# how does pH down work?



## Wei (Jan 1, 2005)

Current tap is too high and even with injected co2 im only able to get it down to about 7.6. Im looking for a way to lower my pH and ran across pH down. Does it have any ill effect I should know about?


----------



## KevinC (May 24, 2004)

If you get a high enough CO2 level (depends on KH as well as pH), you don't need to use a pH down product. However:

I'm not sure if you are referring to one particular product, so I'll talk about reducing pH in general:

Some pH down products use phosphoric acid (H3PO4) or monobasic sodium phosphate (NaH2PO4). Both are acidic (pH<7) and will lower your pH. The problem is the resulting phosphate available for algae growth. The acid reacts with bicarbonate and carbonate ions in the water, ultimately producing water, CO2, and phosphate.

Other pH down products use a dilute mineral acid solution (HCl or H2SO4). The resulting chloride and sulfate ions will not cause a problem in the tank. Here the acid also reacts with bicarbonate and carbonate ions, producing water, CO2, and the chloride or sulfate ions. 

One other warning though: these products work by destroying some of your bicarbonate buffering (KH). If you are injecting CO2 as well, you could end up with a pH crash. Also, be sure to re-measure KH after using these products BEFORE you turn the CO2 on.

Kevin


----------



## malkore (Nov 3, 2003)

DO NOT USE PH DOWN!

this is a temporary chemical 'fix' that won't last long at all. Best way to lower pH is to use CO2 injection, or cut your tap water with RO water.

Why do you think pH down is a solution? and why do you think your pH is too high? 7.6 is a fine pH for 99% of fish out there. If CO2 injection won't lower it, pH down might, but it won't increase your CO2 levels. As soon as you start adding acids or artificial buffers to the water, the pH/Kh chart goes out the window because the chemistry isn't natural anymore.


----------



## Hypancistrus (Oct 28, 2004)

If your tap has a high pH due to a high kH, then Seachem Acid Buffer will lower the kH and therefore the pH. It will not invalidate the CO2 chart.

I don't know what is in pH Down, so I can't recommend it.


----------



## DarkCobra (Jun 22, 2004)

I have used a pH Down product in the past before I started CO2 supplementation, and I can tell you that it was pure algae in a bottle.

It was phosphate-based, but it didn't say that on the bottle.
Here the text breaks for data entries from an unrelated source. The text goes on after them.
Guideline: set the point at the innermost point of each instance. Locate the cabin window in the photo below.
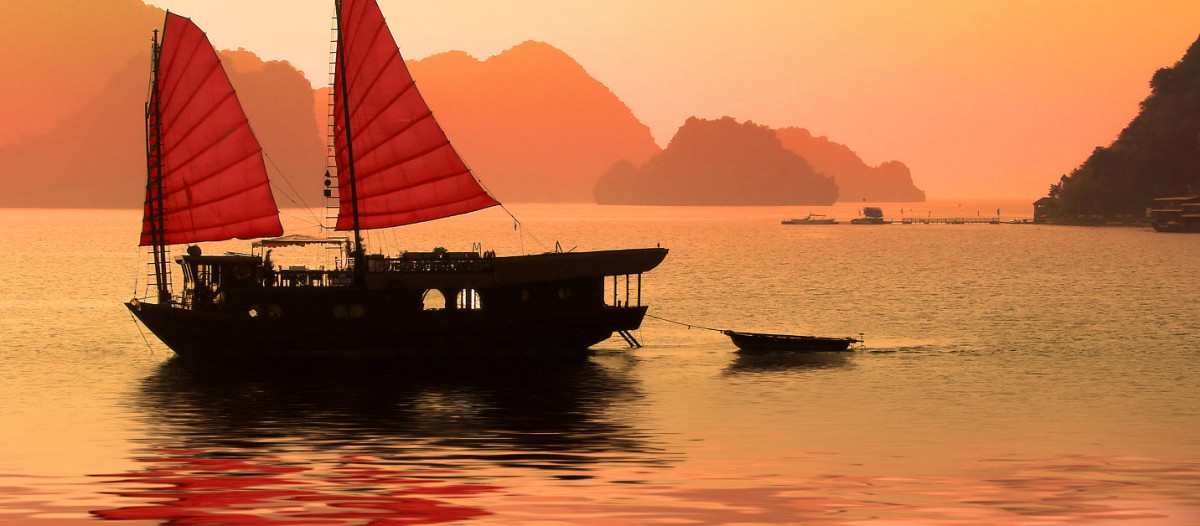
(468, 299)
(349, 311)
(433, 300)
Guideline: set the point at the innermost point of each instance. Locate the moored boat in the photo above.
(207, 181)
(760, 342)
(811, 219)
(871, 215)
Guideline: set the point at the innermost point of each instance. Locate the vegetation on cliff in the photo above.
(1156, 155)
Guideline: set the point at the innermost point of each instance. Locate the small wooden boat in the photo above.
(753, 342)
(813, 219)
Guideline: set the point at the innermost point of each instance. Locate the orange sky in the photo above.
(981, 99)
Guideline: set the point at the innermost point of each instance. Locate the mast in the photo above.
(155, 171)
(358, 252)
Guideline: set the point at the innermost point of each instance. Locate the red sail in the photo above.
(214, 180)
(405, 169)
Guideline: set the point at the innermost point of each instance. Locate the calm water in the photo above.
(1013, 375)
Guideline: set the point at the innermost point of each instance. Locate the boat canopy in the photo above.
(298, 240)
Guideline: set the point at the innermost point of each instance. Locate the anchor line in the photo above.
(685, 324)
(143, 334)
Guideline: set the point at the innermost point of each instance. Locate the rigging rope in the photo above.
(682, 323)
(295, 192)
(143, 334)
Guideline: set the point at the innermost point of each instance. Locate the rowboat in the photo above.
(757, 342)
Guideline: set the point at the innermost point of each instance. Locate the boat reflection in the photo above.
(330, 444)
(777, 362)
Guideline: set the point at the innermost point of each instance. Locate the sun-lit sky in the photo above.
(981, 99)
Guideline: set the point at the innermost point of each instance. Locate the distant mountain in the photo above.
(90, 151)
(1156, 155)
(718, 162)
(95, 157)
(531, 121)
(889, 181)
(59, 54)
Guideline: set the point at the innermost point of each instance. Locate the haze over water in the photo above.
(1012, 375)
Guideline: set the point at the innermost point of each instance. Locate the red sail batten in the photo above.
(214, 179)
(406, 171)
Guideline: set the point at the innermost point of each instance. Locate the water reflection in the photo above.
(789, 362)
(345, 444)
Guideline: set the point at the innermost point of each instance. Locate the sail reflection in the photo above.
(351, 443)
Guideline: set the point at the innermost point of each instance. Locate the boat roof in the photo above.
(300, 240)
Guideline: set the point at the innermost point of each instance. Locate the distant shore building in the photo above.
(1176, 214)
(1044, 209)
Only in very fine print, "Not for use in planted aquaria." It didn't go into the gory details of why: "...because it will smother your plants in algae!"

Don't use a pH reducer unless you're *certain* it's not phosphate based. Hydrochloric and sulphuric acid based products are fine. Common pool hydrochloric (muriatic) works and is $6 for a lifetime supply, but you have to dilute heavily it prior to use. It's far too dangerous to handle in the original concentration. Be careful doing that.

But if your water has such a high KH that you need a pH reducer in addition to CO2, you may want to look into using distilled or RO water instead.


----------



## tazcrash69 (Sep 27, 2005)

If you need to lower your pH, you could supplement tap with RO water.
It's a lot more natural that pH down.


----------



## TAF CAF (Jan 12, 2006)

I have used PH DOWN several times, as my water is very high pH and I prefer to keep 7.0 (for breeding and sensitive fish). I have found that using it causes no imediate ill effects, but for long after I have hell with keeping the pH balanced. 

I try to use *distilled* water from the store pre mixed with my tap water to more naturally lower the pH.


----------



## Wei (Jan 1, 2005)

thanks guys I think I will take ur advice and stay away form it and just slow bump up my co2 injection til I get the right pH.


----------



## malkore (Nov 3, 2003)

One thing to note: if you're lowering pH to get fish to breed, CO2 may not work at all to induce spawning.
Fish 'feel' both the pH and the hardness of the water. It seems that its really the hardness that induces spawning not pH alone.


----------